You can mitigate this using the hashed balancing algorithm or a similar client-based option. This guarantees that connections from the same IP address terminate at a particular server. Most load balancers also offer an explicit sticky sessions option that looks for a nominated header or cookie in an HTTP request. This value can be used to consistently direct requests to the same server after the client’s initial connection.
Load balancers can create complexity around SSL too. Many organizations configure SSL to terminate at the load balancer. Connections between the load balancer and your backend servers are made over regular HTTP. This usually results in a simpler set up experience with reduced maintenance demands.
Using HTTP-only connections in the forward direction isn’t always acceptable for security-critical workloads. Load balancers capable of performing SSL passthrough can deliver traffic straight to your backend servers, without decrypting the data first. However this restricts the routing functionality you can use: as the load balancer can’t decrypt incoming requests, you won’t be able to perform matching based on attributes like headers and cookies.
Layer 4 and Layer 7 Load Balancers
Load balancing is often discussed in the context of Layer 4 (L4) and Layer 7 (L7) networking. These terms describes the point at which the load balancer routes traffic within the lifecycle of a network request.
A Layer 4 resource operates at the network transport level. These load balancers make routing decisions based on characteristics of the request’s transport, such as the TCP or UDP port that was used. Request-specific data isn’t considered.
A Layer 7 load balancer is located adjacent to the application layer. These load balancers can access complex data within the request and use it to inform workload-specific routing rules. This is where load balancing that accounts for a session ID in a HTTP header or cookie can take place.
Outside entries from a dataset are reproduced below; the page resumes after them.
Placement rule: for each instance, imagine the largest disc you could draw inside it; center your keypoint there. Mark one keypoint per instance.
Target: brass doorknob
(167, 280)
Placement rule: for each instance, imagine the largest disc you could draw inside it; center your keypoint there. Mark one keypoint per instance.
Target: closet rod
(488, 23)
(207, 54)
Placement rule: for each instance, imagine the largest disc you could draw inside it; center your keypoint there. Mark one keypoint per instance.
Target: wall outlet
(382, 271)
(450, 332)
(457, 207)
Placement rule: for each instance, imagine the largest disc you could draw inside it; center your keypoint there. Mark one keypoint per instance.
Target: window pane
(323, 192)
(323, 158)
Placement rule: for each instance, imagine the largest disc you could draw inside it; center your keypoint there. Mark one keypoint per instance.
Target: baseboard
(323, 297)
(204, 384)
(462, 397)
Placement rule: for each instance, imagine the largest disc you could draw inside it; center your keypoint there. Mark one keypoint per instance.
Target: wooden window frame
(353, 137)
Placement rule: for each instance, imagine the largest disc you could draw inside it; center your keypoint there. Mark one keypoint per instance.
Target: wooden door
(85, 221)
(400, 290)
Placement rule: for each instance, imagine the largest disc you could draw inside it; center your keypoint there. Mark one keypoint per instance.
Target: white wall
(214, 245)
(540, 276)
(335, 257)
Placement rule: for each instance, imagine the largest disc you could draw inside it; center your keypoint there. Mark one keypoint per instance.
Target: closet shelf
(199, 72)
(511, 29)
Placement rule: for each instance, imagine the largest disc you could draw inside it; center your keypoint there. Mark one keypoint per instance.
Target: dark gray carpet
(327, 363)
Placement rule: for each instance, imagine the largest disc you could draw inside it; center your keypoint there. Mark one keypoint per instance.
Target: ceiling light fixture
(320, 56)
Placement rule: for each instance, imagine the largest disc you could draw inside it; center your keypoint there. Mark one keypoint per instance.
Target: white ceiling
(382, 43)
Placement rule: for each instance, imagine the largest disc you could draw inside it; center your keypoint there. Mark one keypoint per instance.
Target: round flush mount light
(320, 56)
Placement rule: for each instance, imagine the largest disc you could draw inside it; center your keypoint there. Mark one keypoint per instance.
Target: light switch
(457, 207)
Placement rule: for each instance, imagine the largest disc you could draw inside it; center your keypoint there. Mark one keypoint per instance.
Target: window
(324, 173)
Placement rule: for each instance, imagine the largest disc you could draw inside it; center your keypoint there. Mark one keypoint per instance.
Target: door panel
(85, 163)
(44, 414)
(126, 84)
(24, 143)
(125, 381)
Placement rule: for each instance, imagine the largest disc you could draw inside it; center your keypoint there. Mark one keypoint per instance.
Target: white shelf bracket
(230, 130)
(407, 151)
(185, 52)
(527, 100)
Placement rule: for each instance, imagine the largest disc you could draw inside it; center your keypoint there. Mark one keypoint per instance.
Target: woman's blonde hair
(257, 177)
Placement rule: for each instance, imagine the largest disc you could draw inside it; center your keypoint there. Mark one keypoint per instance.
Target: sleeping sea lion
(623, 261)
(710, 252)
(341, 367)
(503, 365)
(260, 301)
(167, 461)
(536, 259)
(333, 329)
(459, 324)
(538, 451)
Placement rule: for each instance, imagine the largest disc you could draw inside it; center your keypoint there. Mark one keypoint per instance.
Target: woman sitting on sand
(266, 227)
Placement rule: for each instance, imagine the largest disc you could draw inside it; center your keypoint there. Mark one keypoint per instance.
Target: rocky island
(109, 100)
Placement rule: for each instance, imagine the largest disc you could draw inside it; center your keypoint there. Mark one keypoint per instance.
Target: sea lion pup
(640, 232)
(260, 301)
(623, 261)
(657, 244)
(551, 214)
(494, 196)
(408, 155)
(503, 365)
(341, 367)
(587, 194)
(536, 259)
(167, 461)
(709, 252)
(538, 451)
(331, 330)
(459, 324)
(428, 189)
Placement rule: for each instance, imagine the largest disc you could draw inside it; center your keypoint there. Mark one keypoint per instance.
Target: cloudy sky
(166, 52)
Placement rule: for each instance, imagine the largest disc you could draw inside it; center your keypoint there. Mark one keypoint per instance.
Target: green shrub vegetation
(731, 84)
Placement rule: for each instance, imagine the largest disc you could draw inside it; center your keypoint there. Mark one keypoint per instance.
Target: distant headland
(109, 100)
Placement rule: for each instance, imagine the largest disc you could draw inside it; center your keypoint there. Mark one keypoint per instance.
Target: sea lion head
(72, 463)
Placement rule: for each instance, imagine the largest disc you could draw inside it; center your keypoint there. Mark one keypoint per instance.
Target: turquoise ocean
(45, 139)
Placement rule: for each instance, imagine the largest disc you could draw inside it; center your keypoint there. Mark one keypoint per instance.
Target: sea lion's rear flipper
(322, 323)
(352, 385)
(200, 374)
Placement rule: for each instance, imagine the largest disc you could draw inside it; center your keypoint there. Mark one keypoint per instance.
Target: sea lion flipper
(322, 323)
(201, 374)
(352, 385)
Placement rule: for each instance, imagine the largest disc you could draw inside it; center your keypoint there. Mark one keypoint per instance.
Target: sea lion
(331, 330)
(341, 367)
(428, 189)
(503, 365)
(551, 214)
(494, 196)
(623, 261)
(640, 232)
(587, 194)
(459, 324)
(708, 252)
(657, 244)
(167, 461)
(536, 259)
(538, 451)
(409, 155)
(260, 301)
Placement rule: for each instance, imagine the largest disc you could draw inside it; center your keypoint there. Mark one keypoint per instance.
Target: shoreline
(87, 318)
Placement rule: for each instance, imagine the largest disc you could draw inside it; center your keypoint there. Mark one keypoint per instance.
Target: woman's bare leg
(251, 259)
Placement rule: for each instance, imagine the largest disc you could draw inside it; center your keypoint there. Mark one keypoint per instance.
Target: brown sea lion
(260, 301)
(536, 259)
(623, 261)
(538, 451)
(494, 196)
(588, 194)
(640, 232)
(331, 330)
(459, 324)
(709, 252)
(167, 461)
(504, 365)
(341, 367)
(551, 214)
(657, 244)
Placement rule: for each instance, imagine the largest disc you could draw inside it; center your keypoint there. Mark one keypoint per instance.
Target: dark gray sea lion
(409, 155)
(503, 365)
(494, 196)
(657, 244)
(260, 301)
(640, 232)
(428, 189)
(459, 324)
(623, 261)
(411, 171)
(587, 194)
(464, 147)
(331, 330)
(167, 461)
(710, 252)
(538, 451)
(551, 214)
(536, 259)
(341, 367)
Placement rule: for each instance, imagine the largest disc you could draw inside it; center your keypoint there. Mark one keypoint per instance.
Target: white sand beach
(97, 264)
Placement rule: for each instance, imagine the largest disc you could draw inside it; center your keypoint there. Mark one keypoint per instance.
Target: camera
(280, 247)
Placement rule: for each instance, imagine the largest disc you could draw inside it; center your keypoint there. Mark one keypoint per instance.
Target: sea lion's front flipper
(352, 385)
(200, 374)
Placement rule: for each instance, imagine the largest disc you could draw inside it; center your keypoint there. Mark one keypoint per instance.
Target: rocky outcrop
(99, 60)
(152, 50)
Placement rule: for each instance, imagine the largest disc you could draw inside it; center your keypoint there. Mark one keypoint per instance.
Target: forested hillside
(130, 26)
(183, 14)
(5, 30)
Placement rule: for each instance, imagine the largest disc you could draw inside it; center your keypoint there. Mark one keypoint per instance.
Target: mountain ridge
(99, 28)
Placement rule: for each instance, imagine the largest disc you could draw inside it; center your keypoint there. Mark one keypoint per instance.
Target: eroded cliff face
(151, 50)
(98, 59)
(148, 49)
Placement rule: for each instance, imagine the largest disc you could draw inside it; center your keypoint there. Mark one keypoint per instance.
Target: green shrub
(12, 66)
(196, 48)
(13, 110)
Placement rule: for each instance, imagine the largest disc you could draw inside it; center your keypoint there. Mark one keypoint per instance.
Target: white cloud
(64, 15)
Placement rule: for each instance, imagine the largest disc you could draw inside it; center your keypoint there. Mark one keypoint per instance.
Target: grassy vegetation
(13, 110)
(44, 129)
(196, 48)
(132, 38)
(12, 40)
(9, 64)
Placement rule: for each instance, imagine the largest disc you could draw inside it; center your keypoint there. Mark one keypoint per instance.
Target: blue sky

Layer 7 load balancing is powerful but relatively resource intensive. It needs to parse and inspect the content of each request before it can be passed to a backend. The packet-based nature of Layer 4 load balancers provides less control but has a correspondingly reduced impact on throughput. Layer 4 doesn’t decrypt traffic either so a load balancer compromise at this stage won’t expose request data.
Conclusion
Load balancers let you route incoming traffic between your servers. They’re a critical component of highly available networking architectures that let you transparently run multiple backend instances. This increases service capacity and avoids a total outage if one server goes offline.
Most load balancer implementations give you the choice of several different algorithms, including both static and dynamic options. Many applications are well served by simple choices such as “fewest connections” or “round robin” but more complex options are useful in specific situations.
It’s good practice to run every production application behind a load balancer. It gives you flexibility to scale on-demand and react to unhealthy servers. Load balancing is usually easy to set up within your hosting stack or cloud provider’s networking infrastructure.